#1 Posted by okamiCurse (6 posts) - - Show Bio

I'm working on ideas for a video-game. I want to give the player a lot of customization options. The power type I have in mind is the ability to manipulate and generate energy. Be that Magnetic, Ionic, Electric, Photonic, or Gravitational energy. If you want to play as an electrically-charged Brute, you can do that. A speedster, you can do that. If you want to play as a Gravity-Manipulating gunslinger, you can do that. What I wanted to do was give the player an infinite amount of potential to play with, but the amount of experience you can amass is limited, thereby limiting how powerful of a character you could make. What I am wondering is, if I began writing a story focused on such a character, would that character be to powerful to sustain the interest of an audience?

#2 Posted by Imagine_Man15 (1801 posts) - - Show Bio

No, I don't think so.

#3 Posted by Manbehindthewires (344 posts) - - Show Bio

If you need a yard stick, the Superman Returns video game was a perfect example of having too powerful a character to keep engaged with.

I think your idea of infinite potential/limited capacity is an ideal way to balance it out...provided each of the powers/abilities at it's maximum is equally advantageous, otherwise, certain powers may be exploitable.

#4 Posted by ArticulateT (189 posts) - - Show Bio

As a suggestion I'd say use a similar method of power progression that was found in inFamous 2, where your abilities levelled up as you explored them (like getting 5 headshots got you your sniper skill).

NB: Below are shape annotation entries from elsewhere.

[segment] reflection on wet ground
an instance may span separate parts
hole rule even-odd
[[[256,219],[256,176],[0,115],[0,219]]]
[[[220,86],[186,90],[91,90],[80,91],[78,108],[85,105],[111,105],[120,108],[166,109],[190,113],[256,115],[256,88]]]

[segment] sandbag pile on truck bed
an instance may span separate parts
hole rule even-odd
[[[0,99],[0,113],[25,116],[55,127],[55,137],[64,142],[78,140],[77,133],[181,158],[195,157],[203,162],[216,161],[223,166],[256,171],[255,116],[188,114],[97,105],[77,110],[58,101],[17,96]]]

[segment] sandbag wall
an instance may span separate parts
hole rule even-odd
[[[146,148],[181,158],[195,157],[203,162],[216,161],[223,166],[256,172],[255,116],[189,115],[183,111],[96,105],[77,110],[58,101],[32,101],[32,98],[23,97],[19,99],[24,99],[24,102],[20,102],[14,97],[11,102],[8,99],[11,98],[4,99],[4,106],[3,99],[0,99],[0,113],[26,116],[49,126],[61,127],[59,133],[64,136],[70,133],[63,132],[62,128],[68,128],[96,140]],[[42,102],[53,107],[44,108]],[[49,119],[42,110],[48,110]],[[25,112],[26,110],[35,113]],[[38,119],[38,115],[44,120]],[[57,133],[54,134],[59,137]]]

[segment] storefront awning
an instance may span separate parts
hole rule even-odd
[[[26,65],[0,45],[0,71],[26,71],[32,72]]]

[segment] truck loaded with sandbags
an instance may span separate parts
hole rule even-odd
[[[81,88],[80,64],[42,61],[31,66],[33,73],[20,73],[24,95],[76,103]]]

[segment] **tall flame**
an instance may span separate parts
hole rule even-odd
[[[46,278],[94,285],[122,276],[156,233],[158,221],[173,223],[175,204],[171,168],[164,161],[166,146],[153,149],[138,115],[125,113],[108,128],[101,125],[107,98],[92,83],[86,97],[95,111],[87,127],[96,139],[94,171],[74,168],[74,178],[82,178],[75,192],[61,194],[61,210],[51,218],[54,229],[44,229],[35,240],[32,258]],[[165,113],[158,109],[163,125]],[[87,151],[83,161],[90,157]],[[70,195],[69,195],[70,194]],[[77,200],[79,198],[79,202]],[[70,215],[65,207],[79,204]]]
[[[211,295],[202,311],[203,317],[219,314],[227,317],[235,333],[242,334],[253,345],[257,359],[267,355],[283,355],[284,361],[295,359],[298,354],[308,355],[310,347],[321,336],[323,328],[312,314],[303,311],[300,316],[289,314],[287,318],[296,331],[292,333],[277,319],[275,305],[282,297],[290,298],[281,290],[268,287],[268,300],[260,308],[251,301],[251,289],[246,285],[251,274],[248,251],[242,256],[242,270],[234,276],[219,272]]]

With the versatility of the powers, you'll have to design challenges that can be solved equally by each power, and maybe some that can only really be taken down by certain methods, encouraging re playability.

Stories about powerful characters, such as Superman, usually have to tie into their humanity. As Superman says, he has to keep himself in check, or things could go horribly wrong. It'd be easy to go full tilt, but the folks he cares about might be harmed because of it. If you character is truly on the road to greatness, maybes set up some moral choices. While we would probably think we'd be stoic boy scouts with great power, really think about how a mere mortal would act now that a very large part of his life has become easier. If the situation is outside of the norm, what happens when your fundamental understanding on how life works is shattered in mere seconds.

You could probably write a piece that children would be more likely to be heroes than adults would, because many children are naive to the evils the world has to offer. Unless they become severely jaded early on, a child still believes in entities such as Santa, the Tooth Fairy etc. so the sudden acquisition of superpowers wouldn't be all that shocking, in fact, it'd be quite cool.

Adults, being aware of how the world works, and that corrupt people can get away with quite a lot, might go Vigilante, or maybe Anti-Villain. If the experience was jarring enough, maybe they use their powers to focus on the things that have personally wronged them, or they could go flat out insane.

Really, my advice is design a basic human character, then truly think how they would act if, one day, they were given superpowers. What would influence their decisions from that point on?